Si j'étais un père, en cette veille de ma fête annuelle, je prendrais contact avec les gens chez National pour qu'ils lancent une vaste campagne de relations publiques, histoire de revaloriser le rôle de père dans nos sociétés.

J'en profiterais pour leur demander de repenser à cette fête qui passe quasiment inaperçue après les feux d'artifice de la fête des Mères et qui, la plupart du temps, ressemble à une «vente de feu» de bâtons de golf et de barbecues.

L'iniquité dont sont victimes les pères ne s'arrête pas au Canadian Tire du coin. Elle se prolonge indûment dans la culture populaire et tout particulièrement dans les librairies où il y a rarement des livres intéressants qui traitent de la paternité.

Une fois qu'on a lu Père manquant, fils manqué de Guy Corneau, on a à peu près tout lu ce qui est pertinent sur le sujet.

Mais les choses sont peut-être en train de changer comme en témoigne ce roman que j'ai acheté par hasard à l'aéroport Trudeau ce printemps, un livre de 300 pages haletant, fascinant, que j'ai lu d'une traite. Le titre? The Good Father. Le bon père.

L'auteur, Noah Hawley, scénariste à la télé pour des séries comme Bones, est un jeune père de 30 ans et des poussières. Pendant que sa femme était enceinte de leur premier enfant, il est devenu obsédé par la peur d'être un mauvais père (air maternel connu) et la peur encore plus grande, de mettre au monde un enfant qui tournerait mal. De cette peur est né un thriller psychologique construit comme une enquête policière, qui a fait sensation sur le marché anglo-saxon et qui ne devrait pas tarder à être traduit en français.

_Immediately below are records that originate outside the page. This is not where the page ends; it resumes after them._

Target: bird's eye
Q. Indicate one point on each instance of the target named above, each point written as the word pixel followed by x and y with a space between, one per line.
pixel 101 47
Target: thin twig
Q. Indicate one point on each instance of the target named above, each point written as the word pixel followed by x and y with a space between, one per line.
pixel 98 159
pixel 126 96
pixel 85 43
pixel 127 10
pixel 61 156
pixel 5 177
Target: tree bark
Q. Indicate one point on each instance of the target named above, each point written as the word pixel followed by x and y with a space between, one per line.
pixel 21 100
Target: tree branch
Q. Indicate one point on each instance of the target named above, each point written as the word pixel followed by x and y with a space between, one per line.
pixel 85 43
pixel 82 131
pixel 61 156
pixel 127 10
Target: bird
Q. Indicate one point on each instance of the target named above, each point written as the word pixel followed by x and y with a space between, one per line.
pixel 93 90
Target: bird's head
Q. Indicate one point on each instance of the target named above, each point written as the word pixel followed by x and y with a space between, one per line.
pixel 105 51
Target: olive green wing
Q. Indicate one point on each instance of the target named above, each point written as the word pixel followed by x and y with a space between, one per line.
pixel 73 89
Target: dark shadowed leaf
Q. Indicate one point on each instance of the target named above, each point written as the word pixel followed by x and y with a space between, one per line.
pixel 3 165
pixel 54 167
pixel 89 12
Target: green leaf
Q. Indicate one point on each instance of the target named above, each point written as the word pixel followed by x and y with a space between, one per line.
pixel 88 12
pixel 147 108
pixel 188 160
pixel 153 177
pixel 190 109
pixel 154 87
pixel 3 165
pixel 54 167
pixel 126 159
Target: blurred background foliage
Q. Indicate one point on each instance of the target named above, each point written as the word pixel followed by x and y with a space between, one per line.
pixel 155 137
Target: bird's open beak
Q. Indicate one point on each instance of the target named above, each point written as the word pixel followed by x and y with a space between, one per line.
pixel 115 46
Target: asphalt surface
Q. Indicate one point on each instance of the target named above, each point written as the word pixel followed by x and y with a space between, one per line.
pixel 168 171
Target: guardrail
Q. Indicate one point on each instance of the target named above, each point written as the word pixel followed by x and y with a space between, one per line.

Le narrateur du récit est un homme qui a réussi sa vie: chef du service de rhumatologie dans un grand hôpital new-yorkais, réputé et reconnu pour ses recherches sur les maladies orphelines, marié en secondes noces à une femme épatante, belle maison à Westport au Connecticut, d'adorables jumeaux de 10 ans, tout baigne dans la vie du Dr Allen. Et puis arrive ce petit jeudi soir, soir de pizza chez les Allen. En allumant la télé, le bon docteur apprend qu'un candidat à la présidence américaine, qui a tous les traits d'un Bill Clinton, a été abattu à bout portant par un jeune vagabond de 20 ans: Daniel Allen, son fils né de sa première union. C'est un réveil brutal pour ce père à la feuille de route irréprochable.

Plusieurs critiques ont qualifié le roman de pendant masculin d'Il faut qu'on se parle de Kevin, coup de massue littéraire de Lionel Schriver qui raconte la quête d'une mère pour comprendre la folie meurtrière qui s'est emparée de son fils adolescent.

La comparaison entre les deux est assez juste, d'autant plus que le père de Kevin, qui ne veut jamais discuter des problèmes de comportement de son fils, partage un grand trait avec le père de Daniel: le déni, ce refus puissant et tenace qui empêche de voir la réalité et d'accepter l'âpreté de ses faits.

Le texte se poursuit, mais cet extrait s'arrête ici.